Kleinkinder dieser Generationen nutzen Apps, schauen YouTube-Videos oder interagieren mit Sprachassistenten. In den Schulen wird über Augmented Reality spielerisch gelernt. Technik, die bei den Baby Boomern erst im Erwachsenenalter Einzug hielt, ist für diese Generation normaler Teil ihres Alltags. Wie relevant ist für die Eltern dieser digitalen Überflieger eine Altersempfehlung beim Spielzeugkauf?

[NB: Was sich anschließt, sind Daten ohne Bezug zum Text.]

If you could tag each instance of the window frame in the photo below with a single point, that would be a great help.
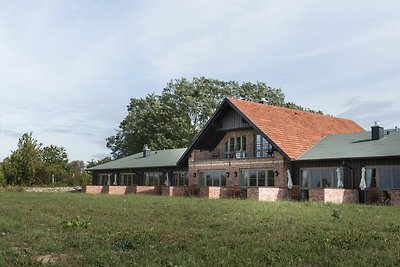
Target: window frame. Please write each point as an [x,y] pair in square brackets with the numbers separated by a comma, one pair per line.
[262,147]
[269,178]
[235,147]
[312,170]
[149,180]
[100,180]
[126,177]
[183,179]
[378,176]
[204,180]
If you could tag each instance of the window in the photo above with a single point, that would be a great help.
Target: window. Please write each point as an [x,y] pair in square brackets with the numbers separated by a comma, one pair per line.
[263,148]
[385,177]
[253,177]
[179,179]
[104,179]
[127,179]
[153,178]
[320,177]
[212,178]
[396,177]
[235,147]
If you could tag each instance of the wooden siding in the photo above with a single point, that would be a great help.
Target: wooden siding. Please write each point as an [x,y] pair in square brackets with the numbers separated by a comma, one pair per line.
[351,168]
[232,120]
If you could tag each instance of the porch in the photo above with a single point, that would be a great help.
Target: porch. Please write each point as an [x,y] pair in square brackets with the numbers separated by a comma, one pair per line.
[211,192]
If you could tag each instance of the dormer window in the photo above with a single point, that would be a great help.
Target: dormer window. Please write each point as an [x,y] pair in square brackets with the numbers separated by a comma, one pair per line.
[235,147]
[263,148]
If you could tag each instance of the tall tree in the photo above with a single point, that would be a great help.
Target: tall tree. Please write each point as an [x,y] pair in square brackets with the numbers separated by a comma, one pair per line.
[54,165]
[172,119]
[22,166]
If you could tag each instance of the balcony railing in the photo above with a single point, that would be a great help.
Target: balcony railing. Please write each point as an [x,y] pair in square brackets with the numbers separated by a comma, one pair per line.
[220,154]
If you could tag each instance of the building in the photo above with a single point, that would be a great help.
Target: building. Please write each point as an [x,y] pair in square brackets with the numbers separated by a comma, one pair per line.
[253,148]
[143,172]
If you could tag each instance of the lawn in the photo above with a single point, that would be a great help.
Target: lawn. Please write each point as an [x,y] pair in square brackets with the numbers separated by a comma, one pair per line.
[102,230]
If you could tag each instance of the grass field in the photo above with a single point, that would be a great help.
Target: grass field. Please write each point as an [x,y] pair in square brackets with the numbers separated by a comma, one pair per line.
[102,230]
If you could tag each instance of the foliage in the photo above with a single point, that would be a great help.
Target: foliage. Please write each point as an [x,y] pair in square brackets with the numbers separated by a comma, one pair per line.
[337,214]
[22,166]
[179,231]
[172,119]
[2,178]
[32,163]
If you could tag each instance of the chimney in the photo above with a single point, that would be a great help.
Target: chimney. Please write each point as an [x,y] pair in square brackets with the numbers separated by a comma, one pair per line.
[146,151]
[377,132]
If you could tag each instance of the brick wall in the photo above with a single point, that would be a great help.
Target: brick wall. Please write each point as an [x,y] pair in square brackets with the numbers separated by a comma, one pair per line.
[395,196]
[121,190]
[215,192]
[151,190]
[277,163]
[333,195]
[267,193]
[174,191]
[94,189]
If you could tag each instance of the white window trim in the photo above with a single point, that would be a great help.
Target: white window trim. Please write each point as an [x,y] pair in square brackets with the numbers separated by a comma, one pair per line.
[377,167]
[123,181]
[320,168]
[257,170]
[185,178]
[212,179]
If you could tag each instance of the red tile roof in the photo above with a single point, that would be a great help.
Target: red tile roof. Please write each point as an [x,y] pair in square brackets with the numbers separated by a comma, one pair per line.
[291,130]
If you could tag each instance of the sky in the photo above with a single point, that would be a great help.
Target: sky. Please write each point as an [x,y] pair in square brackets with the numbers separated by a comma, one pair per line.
[69,68]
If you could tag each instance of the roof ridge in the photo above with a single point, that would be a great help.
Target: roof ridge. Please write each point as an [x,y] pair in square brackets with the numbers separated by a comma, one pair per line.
[289,109]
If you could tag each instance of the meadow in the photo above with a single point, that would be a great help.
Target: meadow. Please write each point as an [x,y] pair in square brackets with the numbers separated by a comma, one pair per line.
[74,229]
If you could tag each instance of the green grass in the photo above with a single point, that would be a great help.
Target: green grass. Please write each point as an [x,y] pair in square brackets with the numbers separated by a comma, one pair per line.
[103,230]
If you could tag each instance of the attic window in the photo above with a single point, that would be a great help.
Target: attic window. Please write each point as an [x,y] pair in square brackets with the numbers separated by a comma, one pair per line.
[235,147]
[263,148]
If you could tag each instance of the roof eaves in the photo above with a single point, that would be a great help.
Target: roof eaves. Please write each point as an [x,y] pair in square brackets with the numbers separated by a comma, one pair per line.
[190,148]
[259,131]
[322,139]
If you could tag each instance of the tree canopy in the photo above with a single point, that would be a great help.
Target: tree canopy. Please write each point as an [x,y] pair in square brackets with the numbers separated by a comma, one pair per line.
[172,119]
[32,163]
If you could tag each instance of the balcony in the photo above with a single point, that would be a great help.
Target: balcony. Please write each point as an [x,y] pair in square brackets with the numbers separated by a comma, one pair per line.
[221,154]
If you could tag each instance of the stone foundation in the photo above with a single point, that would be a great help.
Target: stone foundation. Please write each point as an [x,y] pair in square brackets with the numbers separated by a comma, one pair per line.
[215,192]
[333,195]
[267,193]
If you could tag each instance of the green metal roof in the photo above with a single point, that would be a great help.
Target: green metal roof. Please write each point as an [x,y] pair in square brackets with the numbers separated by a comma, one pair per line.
[158,158]
[354,145]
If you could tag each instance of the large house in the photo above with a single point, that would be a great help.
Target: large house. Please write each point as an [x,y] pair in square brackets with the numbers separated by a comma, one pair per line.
[260,150]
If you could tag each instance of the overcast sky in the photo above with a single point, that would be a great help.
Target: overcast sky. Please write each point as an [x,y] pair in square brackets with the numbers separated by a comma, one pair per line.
[68,68]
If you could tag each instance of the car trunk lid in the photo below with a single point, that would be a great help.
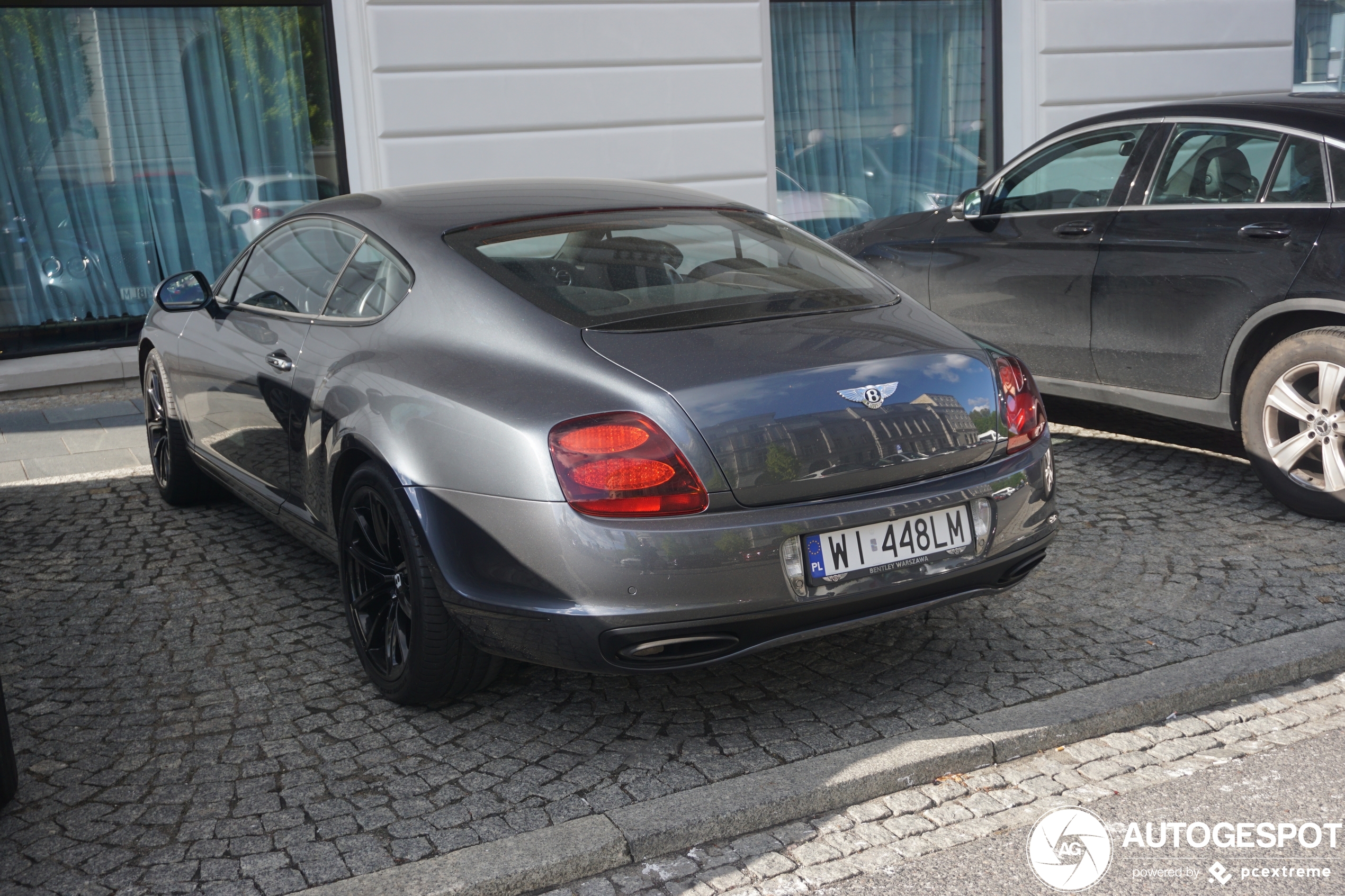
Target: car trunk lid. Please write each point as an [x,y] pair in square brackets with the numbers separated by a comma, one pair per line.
[783,408]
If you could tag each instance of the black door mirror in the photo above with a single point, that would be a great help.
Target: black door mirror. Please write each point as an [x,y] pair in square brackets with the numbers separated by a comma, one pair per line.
[183,292]
[969,205]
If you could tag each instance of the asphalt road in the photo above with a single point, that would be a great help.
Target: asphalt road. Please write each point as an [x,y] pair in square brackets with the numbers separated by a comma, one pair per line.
[1299,784]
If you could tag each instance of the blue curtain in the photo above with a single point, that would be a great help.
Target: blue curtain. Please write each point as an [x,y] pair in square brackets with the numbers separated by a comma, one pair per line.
[881,108]
[121,129]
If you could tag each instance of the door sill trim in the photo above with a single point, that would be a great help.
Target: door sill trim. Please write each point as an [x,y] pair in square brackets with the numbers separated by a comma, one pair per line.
[1207,411]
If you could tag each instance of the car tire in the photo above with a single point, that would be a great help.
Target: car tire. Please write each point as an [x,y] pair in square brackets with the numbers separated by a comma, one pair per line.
[1294,435]
[412,649]
[180,480]
[8,767]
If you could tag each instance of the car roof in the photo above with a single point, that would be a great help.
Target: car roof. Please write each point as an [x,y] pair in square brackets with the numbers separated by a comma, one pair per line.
[1323,113]
[435,209]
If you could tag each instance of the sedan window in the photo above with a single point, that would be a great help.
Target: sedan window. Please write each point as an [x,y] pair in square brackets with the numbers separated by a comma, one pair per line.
[1214,164]
[1079,173]
[1299,178]
[295,266]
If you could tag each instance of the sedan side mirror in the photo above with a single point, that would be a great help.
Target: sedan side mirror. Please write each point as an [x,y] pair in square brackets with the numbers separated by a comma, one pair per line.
[967,206]
[183,292]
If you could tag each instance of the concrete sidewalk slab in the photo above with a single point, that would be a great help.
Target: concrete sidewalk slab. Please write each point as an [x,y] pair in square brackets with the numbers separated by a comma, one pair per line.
[849,777]
[71,440]
[70,373]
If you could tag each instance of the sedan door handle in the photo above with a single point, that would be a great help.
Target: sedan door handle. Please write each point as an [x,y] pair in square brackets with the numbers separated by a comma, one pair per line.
[1075,229]
[1267,230]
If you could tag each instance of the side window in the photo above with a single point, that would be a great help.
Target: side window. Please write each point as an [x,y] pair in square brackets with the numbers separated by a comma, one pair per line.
[226,289]
[370,286]
[1299,178]
[1214,164]
[1079,173]
[293,268]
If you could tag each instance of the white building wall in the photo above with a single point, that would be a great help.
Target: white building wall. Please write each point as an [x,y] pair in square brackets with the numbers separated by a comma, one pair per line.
[1070,59]
[668,92]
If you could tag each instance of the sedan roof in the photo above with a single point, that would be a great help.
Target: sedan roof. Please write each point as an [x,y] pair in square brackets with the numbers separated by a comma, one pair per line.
[1323,113]
[435,209]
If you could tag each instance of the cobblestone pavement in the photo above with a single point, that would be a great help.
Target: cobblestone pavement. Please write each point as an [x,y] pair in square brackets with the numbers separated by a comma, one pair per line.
[876,837]
[190,715]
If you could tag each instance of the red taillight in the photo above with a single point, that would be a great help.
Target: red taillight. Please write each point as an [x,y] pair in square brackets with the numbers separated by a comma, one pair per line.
[623,465]
[1025,415]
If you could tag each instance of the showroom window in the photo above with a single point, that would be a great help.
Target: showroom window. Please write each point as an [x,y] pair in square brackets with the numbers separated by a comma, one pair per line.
[139,141]
[881,108]
[1319,43]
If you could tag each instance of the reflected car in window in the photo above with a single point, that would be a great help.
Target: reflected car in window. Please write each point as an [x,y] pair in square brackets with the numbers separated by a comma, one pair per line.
[1181,260]
[820,214]
[598,425]
[256,202]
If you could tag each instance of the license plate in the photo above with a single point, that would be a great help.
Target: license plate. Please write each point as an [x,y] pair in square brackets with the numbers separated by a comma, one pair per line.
[905,542]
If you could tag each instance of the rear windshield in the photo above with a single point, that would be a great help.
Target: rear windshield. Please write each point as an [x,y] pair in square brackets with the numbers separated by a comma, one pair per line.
[666,269]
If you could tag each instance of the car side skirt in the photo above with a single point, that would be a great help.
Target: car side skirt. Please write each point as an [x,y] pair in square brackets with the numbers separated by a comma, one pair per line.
[1207,411]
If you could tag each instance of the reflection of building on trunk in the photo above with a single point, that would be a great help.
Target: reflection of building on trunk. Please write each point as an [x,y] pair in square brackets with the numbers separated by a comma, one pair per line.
[836,442]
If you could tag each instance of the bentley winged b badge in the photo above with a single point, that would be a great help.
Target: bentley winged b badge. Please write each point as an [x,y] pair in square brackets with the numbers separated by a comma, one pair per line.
[871,397]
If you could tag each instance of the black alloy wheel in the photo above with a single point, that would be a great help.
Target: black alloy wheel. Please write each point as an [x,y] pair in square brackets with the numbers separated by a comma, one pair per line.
[410,648]
[380,585]
[1294,422]
[180,480]
[156,426]
[8,767]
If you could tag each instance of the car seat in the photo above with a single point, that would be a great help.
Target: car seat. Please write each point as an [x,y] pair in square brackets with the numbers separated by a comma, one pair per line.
[1223,174]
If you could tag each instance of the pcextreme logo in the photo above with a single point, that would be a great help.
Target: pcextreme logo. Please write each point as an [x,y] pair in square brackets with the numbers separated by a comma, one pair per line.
[1070,849]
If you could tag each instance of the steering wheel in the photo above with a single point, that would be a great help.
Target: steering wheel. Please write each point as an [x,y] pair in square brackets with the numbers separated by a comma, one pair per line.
[1092,198]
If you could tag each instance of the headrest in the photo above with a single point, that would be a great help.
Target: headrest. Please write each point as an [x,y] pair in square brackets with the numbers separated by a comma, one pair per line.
[1222,173]
[634,250]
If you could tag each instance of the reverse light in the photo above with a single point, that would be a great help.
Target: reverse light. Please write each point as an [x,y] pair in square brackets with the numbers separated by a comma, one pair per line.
[622,464]
[982,520]
[1024,413]
[791,559]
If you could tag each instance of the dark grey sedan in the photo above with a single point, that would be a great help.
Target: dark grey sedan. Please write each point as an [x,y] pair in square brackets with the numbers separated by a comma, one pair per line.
[607,426]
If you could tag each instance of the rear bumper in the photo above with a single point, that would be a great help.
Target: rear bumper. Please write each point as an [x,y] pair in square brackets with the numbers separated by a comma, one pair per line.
[536,581]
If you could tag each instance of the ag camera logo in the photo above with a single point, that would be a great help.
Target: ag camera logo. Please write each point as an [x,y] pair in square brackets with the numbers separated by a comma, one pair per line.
[1070,849]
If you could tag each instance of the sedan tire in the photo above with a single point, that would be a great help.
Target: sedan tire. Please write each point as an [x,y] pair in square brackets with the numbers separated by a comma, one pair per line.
[1294,422]
[180,480]
[410,648]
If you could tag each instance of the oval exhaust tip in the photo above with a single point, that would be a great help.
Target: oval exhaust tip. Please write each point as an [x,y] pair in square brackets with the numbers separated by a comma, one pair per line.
[686,648]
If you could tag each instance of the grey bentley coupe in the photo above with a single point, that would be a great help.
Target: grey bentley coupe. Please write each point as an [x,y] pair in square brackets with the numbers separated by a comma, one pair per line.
[599,425]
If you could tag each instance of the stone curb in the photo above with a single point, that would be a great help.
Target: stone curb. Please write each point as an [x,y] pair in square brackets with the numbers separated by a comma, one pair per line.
[591,845]
[121,473]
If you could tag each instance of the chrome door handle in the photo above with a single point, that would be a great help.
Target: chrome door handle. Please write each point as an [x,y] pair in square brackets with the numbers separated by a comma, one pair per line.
[1267,230]
[1075,229]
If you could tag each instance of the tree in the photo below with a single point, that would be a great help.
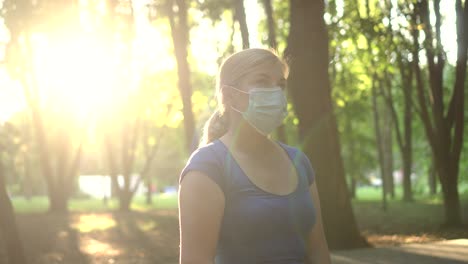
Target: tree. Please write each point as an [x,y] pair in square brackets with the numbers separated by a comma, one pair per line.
[443,119]
[21,20]
[177,13]
[307,52]
[8,228]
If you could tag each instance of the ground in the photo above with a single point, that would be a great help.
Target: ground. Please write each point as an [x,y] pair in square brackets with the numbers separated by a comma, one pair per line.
[150,235]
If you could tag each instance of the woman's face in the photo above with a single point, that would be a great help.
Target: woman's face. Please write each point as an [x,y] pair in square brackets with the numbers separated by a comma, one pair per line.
[262,77]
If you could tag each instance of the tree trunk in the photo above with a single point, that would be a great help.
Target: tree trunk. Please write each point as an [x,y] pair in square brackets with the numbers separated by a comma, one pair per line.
[180,38]
[387,141]
[443,124]
[8,227]
[379,141]
[311,94]
[239,14]
[432,180]
[281,130]
[58,201]
[149,192]
[125,200]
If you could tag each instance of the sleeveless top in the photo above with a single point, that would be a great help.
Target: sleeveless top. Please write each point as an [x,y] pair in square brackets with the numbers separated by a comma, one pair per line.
[258,226]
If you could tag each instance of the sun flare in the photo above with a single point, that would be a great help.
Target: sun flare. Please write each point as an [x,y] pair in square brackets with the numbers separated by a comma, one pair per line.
[76,73]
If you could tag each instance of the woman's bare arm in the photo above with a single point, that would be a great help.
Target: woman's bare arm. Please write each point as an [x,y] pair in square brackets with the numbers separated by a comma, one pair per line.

Elterliches Wunschdenken trifft auf Realität
Nach wie vor soll spielen in erster Linie Spaß machen. Was die Altersempfehlungen der Hersteller angeht, ist nach Elternsicht Luft nach oben. Die Dreijährige bekommt ein kniffliges 3D-Puzzle, der Fünfjährige wird mit einem anspruchsvollen Computerspiel beschenkt. Er ist schon sehr weit für sein Alter – eine Aussage, die Spielwarenhändler auf die Palme bringt: „Eltern achten heutzutage auf alles Mögliche, aber nicht auf Altersangaben beim Spielzeugkauf“, weiß Klaus Müller, Inhaber des seit fast 130 Jahren bestehenden Nürnberger Traditionsgeschäftes Spielwaren Schweiger, das er mit seiner Frau in vierter Generation führt. „Großeltern kaufen nach ‚Bestellung', Eltern achten nur bei Kleinkindern in den ersten Lebensmonaten noch darauf, dass Spielzeug altersgerecht ist. Für den Sechsjährigen muss es dann schon ein Heli sein, der beim ersten Probeflug abstürzt.“ Ein kurzes Spielvergnügen.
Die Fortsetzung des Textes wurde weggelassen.